Она отстранилась, протянула руку и коснулась щеки Эммы. Пальцы были холодными, но под ними чувствовалось тепло — такое же, как тогда, на балконе.
— И не говори мне, что это не взаимно, — прошептала она. — Не надо делать вид, что тебе всё равно. Я вижу.
Эмма закрыла глаза. Она чувствовала эти пальцы на своей щеке, чувствовала дыхание Реджины, чувствовала, как сердце колотится где-то в горле. Она хотела сказать ей всё. Что она боится. Что она не хочет её отпускать. Что три дня — это целая жизнь. Что она любит её. Что она никогда никого не любила, и теперь не знает, что с этим делать.
Но она не сказала. Потому что если скажет — Реджина не уедет. Потому что если скажет — Кора уничтожит её. Потому что если скажет — они обе будут страдать, но уже по-другому.

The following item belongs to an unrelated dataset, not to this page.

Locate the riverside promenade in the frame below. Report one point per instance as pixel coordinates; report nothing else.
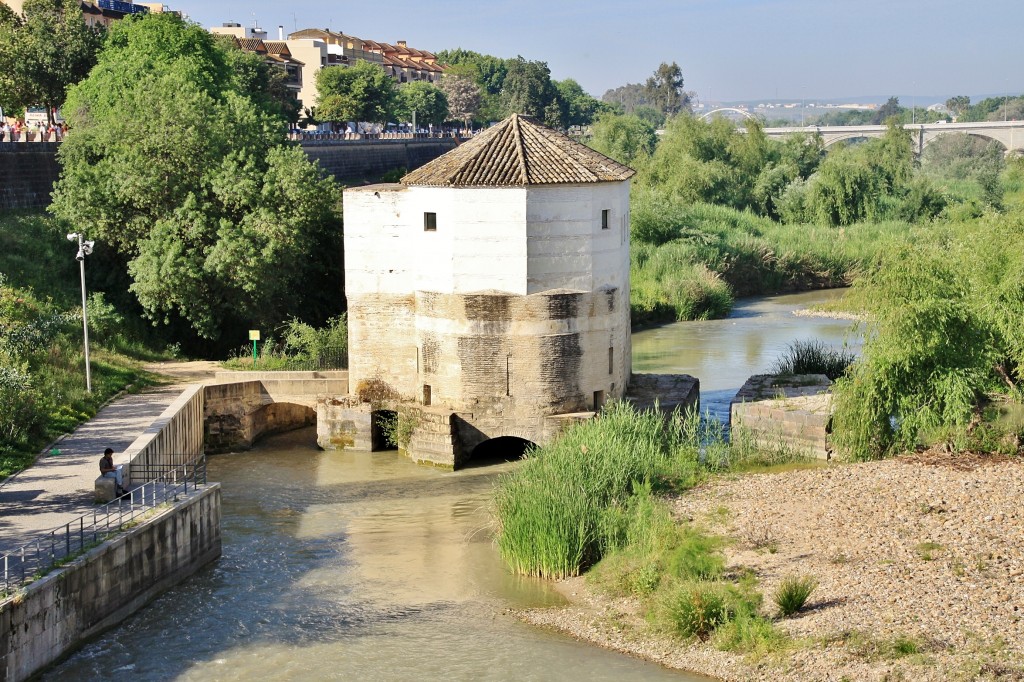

— Ты права, — сказала она, открывая глаза. — Я чувствую то же, что и ты. Но это ничего не меняет. Мы не можем быть вместе. Не сейчас. Может, никогда.
Она взяла руку Реджины, сжала её, чувствуя, как холодные пальцы медленно теплеют.
— Я не хочу, чтобы ты ждала. Не хочу, чтобы ты надеялась. Хочу, чтобы ты жила. Чтобы ты была счастлива. Даже если не со мной.
Реджина смотрела на неё, и в её глазах было что-то, что заставило сердце Эммы сжаться. Боль. И нежность. И что-то ещё, чему она не знала названия.
— А если я не смогу? — спросила Реджина. — Если я попробую, но не смогу быть счастливой без тебя?
— Тогда ты попробуешь ещё раз, — ответила Эмма. — И ещё. Пока не получится.
Она отпустила её руку. Медленно, словно отрезала что-то внутри себя.
— А если у меня получится? — спросила Реджина, и в её голосе появилась та самая сталь, которую Эмма так любила и ненавидела. — Если я научусь жить без тебя? Если я встречу кого-то другого? Если я забуду, как ты пахнешь, как ты смотришь, как ты улыбаешься?
— Тогда я буду рада, — сказала Эмма, и это была самая большая ложь в её жизни. — Потому что ты заслуживаешь счастья. Даже если не со мной.
Реджина молчала долго. Так долго, что Эмма уже решила — она не ответит. Но она ответила.
— Ты лжёшь, — сказала она тихо. — Но я сделаю вид, что поверила. Потому что если я не сделаю вид, я не смогу уйти.
Она шагнула назад. Она открыла дверь и вышла, не оглядываясь.